ABSTRACT

In this chapter I question the primary emphasis on repetitive enactments in mainstream relational theory and practice. I argue that this emphasis has given relational psychoanalysis a pathology-oriented cast, and encouraged an over-focus on the “trailing edge” as opposed to the “forward edge” (Tolpin, 2002) of the patient’s motivations and communications.
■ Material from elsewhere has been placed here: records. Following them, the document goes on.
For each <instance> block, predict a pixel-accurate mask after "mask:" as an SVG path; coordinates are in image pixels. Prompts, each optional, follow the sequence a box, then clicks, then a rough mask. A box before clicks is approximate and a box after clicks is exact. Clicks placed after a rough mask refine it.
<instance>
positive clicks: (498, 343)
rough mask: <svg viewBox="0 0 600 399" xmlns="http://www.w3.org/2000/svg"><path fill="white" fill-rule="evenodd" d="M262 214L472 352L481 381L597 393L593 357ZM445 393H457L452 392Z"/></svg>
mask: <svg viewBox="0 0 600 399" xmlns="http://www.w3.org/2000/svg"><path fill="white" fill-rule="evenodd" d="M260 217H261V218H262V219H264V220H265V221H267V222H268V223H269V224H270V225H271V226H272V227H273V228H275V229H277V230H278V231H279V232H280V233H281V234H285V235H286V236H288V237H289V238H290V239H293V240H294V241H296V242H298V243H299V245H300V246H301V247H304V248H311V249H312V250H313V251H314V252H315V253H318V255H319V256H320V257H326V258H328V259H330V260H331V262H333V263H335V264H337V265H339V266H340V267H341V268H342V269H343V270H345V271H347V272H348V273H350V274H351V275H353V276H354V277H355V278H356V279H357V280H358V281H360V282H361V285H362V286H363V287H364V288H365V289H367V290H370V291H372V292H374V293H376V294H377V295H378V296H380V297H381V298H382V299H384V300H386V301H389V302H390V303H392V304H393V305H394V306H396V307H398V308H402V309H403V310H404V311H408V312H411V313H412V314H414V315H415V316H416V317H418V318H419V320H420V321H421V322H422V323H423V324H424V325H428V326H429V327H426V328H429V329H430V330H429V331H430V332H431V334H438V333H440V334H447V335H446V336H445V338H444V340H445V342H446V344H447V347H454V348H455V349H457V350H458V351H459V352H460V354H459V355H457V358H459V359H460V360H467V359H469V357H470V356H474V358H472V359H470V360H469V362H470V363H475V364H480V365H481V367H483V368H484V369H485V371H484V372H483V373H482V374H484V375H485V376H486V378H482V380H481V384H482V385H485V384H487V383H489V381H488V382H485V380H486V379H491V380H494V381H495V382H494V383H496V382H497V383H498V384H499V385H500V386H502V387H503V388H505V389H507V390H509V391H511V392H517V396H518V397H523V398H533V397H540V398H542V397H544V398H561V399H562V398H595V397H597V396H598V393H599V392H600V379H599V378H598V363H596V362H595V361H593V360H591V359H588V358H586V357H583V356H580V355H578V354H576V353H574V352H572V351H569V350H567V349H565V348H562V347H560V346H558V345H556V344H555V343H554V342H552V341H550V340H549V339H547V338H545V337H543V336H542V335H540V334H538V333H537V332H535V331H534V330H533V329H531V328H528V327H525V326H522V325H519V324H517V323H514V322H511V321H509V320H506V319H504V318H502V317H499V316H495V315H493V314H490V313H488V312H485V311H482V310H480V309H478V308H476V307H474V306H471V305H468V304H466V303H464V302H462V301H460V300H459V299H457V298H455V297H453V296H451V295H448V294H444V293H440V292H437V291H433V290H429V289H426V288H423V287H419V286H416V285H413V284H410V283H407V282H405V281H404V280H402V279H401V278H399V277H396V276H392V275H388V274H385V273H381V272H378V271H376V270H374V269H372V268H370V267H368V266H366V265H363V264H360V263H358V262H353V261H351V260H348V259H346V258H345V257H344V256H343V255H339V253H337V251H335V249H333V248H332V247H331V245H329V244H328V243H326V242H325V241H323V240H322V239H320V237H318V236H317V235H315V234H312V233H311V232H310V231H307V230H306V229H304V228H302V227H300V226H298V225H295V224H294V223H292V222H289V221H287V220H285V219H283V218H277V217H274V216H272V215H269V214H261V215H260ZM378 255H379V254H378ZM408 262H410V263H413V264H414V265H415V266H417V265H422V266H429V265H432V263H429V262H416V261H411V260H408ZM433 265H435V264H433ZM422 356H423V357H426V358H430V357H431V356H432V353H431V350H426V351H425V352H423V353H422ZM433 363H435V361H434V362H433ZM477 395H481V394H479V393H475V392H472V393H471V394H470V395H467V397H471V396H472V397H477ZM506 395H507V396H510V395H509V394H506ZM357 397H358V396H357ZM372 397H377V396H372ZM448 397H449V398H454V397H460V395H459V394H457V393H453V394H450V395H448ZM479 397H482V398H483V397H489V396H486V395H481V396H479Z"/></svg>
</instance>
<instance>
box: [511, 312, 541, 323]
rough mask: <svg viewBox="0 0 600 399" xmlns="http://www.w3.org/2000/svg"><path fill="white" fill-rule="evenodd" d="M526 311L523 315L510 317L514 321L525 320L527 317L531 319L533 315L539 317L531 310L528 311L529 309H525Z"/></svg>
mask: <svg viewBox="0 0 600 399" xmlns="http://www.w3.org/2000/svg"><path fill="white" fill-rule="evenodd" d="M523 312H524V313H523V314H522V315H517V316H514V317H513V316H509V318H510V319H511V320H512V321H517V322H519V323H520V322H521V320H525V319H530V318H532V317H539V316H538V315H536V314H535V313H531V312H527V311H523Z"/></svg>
I also argue that the theoretical “superstructure” underpinning the focus on enactments—including (1) the positioning of dissociation as the fundamental organizing principle of the psyche, and (2) a view of the psyche as constituted by multiple self-states—provides an insufficient conceptual foundation for understanding the minds, struggles, and therapeutic needs of our patients. While it may provide a powerful model of the “cracks and warps” in the psyche, it does not offer a sufficient account of “the bedrock of the psyche” and how it is formed. To address these imbalances, I propose an expanded conceptual framework based on the concept of “needed relationships” (Stern, 2017). Patients are always seeking the relational experiences they need, even as they recreate (co-create) versions of their early debilitating relationships. In support of this expanded model, I review the extensive literature (from Sullivan, 1954, to the present) describing various aspects of patients’ forward edge motivations. I then suggest that there is convergence among many theorists from diverse theoretical traditions implicating a fundamental principle of both healthy development and analytic transformation and growth—namely a principle of recurrent matching or meeting patients in state-specific ways that support the patient’s self-consolidation, self-articulation, and forward movement toward their own developmental aims. It is these experiences that form “the bedrock of the psyche.” Finally, I illustrate the clinical implications of this expanded relational framework in a case vignette.